The Sepang round of MotoGP could see all three championships clinched this weekend, with Jorge Lorenzo, Marc Marquez and Sandro Cortese all closing in on their respective world championships. The job is easiest for Cortese, all the German has to do to become the inaugural Moto3 champion is finish one place behind Maverick Vinales and the title is his. After getting a little too excited at Motegi, Cortese will doubtless be heading to Sepang in a much calmer frame of mind.
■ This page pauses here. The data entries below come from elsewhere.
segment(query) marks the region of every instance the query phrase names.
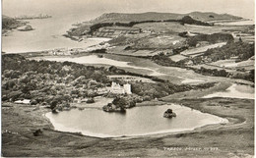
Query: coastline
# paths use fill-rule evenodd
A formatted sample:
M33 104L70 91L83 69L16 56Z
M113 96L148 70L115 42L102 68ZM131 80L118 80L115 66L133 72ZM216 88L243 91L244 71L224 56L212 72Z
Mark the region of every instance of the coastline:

Marquez also faces a relatively manageable task, but unlike Cortese, he does not have his fate entirely in his own hands. If Pol Espargaro wins at Sepang, then the earliest Marquez could be crowned champion would be at Phillip Island. If Espargaro does not win, the Marquez is in with a very good chance: should Espargaro finish the race in third or worse, then Marquez only has to finish directly behind him; if Espargaro finishes second, then Marquez has to win.
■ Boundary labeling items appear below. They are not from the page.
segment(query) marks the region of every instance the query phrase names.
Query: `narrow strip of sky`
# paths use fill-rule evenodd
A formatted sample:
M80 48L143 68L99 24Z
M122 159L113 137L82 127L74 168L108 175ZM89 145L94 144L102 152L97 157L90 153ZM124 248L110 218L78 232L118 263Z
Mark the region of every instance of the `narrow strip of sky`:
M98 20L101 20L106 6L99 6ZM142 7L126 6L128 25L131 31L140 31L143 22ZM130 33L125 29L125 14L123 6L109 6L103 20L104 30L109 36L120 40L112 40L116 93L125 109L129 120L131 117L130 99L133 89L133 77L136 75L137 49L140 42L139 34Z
On current form, it would be hard to bet against Marquez, but Sepang was the circuit where the Spaniard was badly injured last year, suffering damage to his eyes which limited his vision and threatened to end his career. It will be interesting to see whether the memory has spooked Marquez, but judging by his performance this year, that seems faintly ridiculous.
Jorge Lorenzo faces the biggest challenge, with only a 28-point lead over Dani Pedrosa. Lorenzo will not only have to win at Sepang, but he will also need Pedrosa to finish no better than thirteenth. Given that the only time that either man has finished outside the top four has been due to mishap, the chances are the title chase will go down to Phillip Island, at the very earliest.
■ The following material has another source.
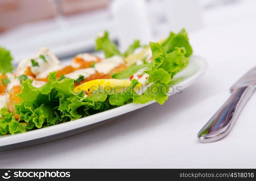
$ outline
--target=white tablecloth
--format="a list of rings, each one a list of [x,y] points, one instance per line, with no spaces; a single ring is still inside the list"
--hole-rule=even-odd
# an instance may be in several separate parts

Beating Pedrosa at Sepang could be very difficult indeed for Lorenzo, as Pedrosa has been on a roll since the summer break. The Repsol Honda man has won four of the last five races, the only blot on his copybook being a DNF at Misano, the direct result of the chaos on the grid there. Lorenzo has been incapable of stopping Pedrosa in recent races, and he and his Yamaha team will have to step up a gear if they are to stop Pedrosa from clawing back valuable points. Working in Lorenzo’s favor is the fact that the Sepang circuit suits the Yamaha much more than the stop-and-go layout of Motegi did.
The results of testing, as well as practice ahead of last year’s canceled race, speak against Lorenzo’s chances, however. Testing was dominated by the Hondas, with Casey Stoner and Dani Pedrosa topping the time sheets comfortably, while it was Pedrosa who controlled much of practice for the 2011 race. Lorenzo must be hoping that the tide of history will lend him a helping hand: Honda has not won at Sepang since Valentino Rossi took victory here aboard a Repsol Honda RC211V in 2003. Pedrosa would very much like to break that streak.
The wildcard here is the weather, with heavy rain forecast for both days of practice and for race day as well. Current forecasts suggest that the mornings could be dry, with heavy rain in the afternoons, throwing a curve ball in both qualifying and the race. Given Sepang‘s location at the equator, heavy rain could be more than just a minor inconvenience: the tropical downpours that hit the region can dump massive amounts of water on the track in a very short period, making riding almost impossible.
Sunday’s race is scheduled to take place at 4pm CET, to fit in with European TV schedules; that is exactly the time that the heaviest of the daily rains tend to fall. Anyone setting their video recorder had better add in a safe margin.
The loss of track time will at least not be such a problem for the MotoGP teams as it is normally. Sepang has featured on the test schedule since it was added to the calendar, and the teams have amassed a veritable Everest of data at the track. In the press conference, Valentino Rossi estimated that he had put in around 25,000 kilometers at the track in the 10 years that he has been coming here. That really is an astonishing amount of mileage: almost as much as a return trip from Rossi‘s home town of Tavullia to the Sepang circuit by road.
Of course, the Sepang weekend started off with tributes to Marco Simoncelli, the Italian rider who died in a tragic accident here on the second lap of the race. Almost the entire paddock assembled in pit lane before heading out to Turn 11, the corner where Simoncelli was fatally struck by a following bike, sustaining injuries which would soon prove fatal. Fausto Gresini, boss of the San Carlo Gresini team Simoncelli rode for at the time of his death, unveiled a plaque to his memory at the corner. The official MotoGP.com website has a free video of the event.
With the unveiling of the plaque and the tributes to Simoncelli, a dark chapter in the history of MotoGP is now closed. Marco Simoncelli will live on in the memories of race fans as a fast, fearless, and exciting rider, but now they can look back with fondness at the memories of his life, rather than sadness at his loss.